This Thursday, Kirsten Luckins will be performing her acclaimed spoken word show, The Moon Cannot Be Stolen, at Empty Shop in Durham.
The show is a combination of poetry, travelogue and confronting a former self. Kirsten created the show after re-reading her India travel journals, sixteen years after writing them. The different person she found in them inspired her to create the show, exploring how ‘encountering a former self is just as shocking as getting lost in another culture.’

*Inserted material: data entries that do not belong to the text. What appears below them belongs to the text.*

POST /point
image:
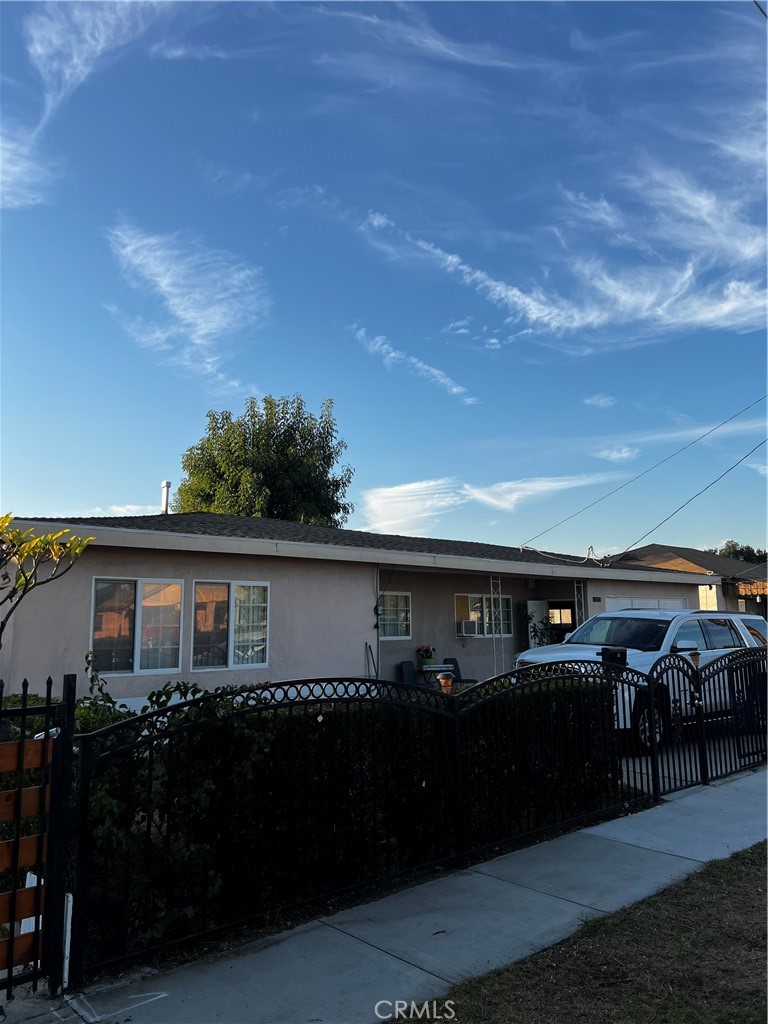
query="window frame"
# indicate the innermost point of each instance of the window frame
(486, 612)
(230, 666)
(398, 636)
(138, 583)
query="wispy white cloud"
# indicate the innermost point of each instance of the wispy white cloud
(621, 453)
(209, 295)
(598, 211)
(414, 32)
(458, 327)
(391, 356)
(231, 182)
(24, 176)
(600, 400)
(67, 42)
(186, 51)
(415, 509)
(377, 220)
(507, 496)
(696, 220)
(411, 509)
(548, 311)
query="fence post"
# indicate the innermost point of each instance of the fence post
(82, 861)
(704, 763)
(59, 837)
(460, 811)
(653, 710)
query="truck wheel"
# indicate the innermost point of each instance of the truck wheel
(645, 732)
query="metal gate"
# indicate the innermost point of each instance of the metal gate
(35, 784)
(708, 722)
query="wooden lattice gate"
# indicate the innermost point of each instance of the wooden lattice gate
(35, 785)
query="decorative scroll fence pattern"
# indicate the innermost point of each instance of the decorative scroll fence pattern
(230, 808)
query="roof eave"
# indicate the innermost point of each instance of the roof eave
(156, 541)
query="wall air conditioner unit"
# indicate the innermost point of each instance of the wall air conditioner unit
(467, 629)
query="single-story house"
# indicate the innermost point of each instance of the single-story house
(743, 586)
(219, 599)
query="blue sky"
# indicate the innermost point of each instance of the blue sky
(522, 247)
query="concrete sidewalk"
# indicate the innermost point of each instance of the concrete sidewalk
(414, 944)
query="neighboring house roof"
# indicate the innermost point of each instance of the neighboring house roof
(750, 578)
(209, 531)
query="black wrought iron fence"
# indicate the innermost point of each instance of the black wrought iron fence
(228, 807)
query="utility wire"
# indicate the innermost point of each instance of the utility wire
(615, 558)
(644, 473)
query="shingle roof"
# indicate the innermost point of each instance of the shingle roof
(210, 524)
(706, 560)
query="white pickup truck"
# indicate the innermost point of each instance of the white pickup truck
(648, 635)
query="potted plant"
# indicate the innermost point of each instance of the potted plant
(426, 653)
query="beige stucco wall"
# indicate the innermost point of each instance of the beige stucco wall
(433, 620)
(321, 616)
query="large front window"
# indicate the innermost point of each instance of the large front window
(230, 625)
(493, 615)
(136, 625)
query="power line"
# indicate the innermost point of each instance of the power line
(692, 498)
(644, 472)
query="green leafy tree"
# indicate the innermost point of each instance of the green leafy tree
(278, 461)
(733, 550)
(29, 561)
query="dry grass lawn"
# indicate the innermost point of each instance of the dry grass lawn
(693, 953)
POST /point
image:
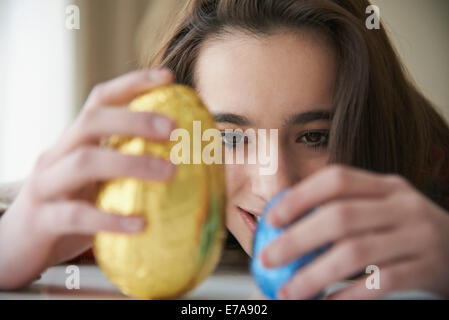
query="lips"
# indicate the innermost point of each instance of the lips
(250, 218)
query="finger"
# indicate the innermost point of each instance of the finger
(81, 218)
(397, 277)
(333, 183)
(334, 220)
(90, 164)
(349, 257)
(123, 89)
(92, 126)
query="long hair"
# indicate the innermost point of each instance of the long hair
(381, 122)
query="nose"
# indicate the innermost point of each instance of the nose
(267, 186)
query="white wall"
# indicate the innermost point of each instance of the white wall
(420, 32)
(36, 87)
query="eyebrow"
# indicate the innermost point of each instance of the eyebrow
(295, 119)
(306, 117)
(232, 118)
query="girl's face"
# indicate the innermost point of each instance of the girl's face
(284, 81)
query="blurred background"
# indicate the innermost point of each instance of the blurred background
(47, 69)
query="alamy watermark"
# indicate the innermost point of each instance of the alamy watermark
(262, 148)
(72, 17)
(373, 20)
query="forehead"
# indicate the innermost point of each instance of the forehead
(279, 74)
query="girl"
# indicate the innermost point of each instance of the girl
(356, 139)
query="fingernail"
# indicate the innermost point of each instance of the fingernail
(283, 294)
(132, 224)
(168, 169)
(265, 259)
(158, 73)
(272, 219)
(162, 125)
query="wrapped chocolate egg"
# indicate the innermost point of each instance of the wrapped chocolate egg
(185, 229)
(271, 280)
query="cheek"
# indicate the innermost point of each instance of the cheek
(307, 163)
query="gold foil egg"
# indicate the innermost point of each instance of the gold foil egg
(185, 229)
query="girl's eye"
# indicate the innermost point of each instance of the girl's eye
(232, 139)
(314, 139)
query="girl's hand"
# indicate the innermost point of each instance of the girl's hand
(53, 218)
(371, 219)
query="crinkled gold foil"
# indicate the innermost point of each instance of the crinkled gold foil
(185, 229)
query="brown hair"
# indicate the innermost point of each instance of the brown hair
(381, 122)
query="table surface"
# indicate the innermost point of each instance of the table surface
(225, 283)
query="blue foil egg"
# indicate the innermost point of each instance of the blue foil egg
(271, 280)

Kirsten has been receiving fantastic reviews, with Sophia Walker, BBC Slam Champion 2013, calling it ‘the best show I’ve seen in six years on the fringe’, the Edinburgh arts festival. She has also sold out many venues on the current tour, including Queens Hall Hexham and the Live Theatre Newcastle. Empty Shop is a much more intimate space, and promises to deliver a unique experience of the show.
The title is taken from a zen fable, which ‘may or may not be about the search for the authentic self.’ Containing metaphysical enquiry and even a little Tarot-reading, the show promises to be a mystical look at losing yourself, finding yourself, and everything in between. Kirsten describes the question at the heart of the piece as ‘how far is it possible, necessary, desirable to go in order to examine and understand who we are?’
Kirsten is an event organiser herself, as well a performer and poet, coordinating the north-east programme for Apples and Snakes, one of the leading organisations for performance poetry in England. She regularly explores themes of spiritual, emotional and sexual identity in her work, although a recent attempt at NaPoWriMo proved she could write about making chicken stock if needed.
The Moon Cannot Be Stolen starts at 7.30pm with a running time of sixty minutes. Tickets are £5, or £4 for students.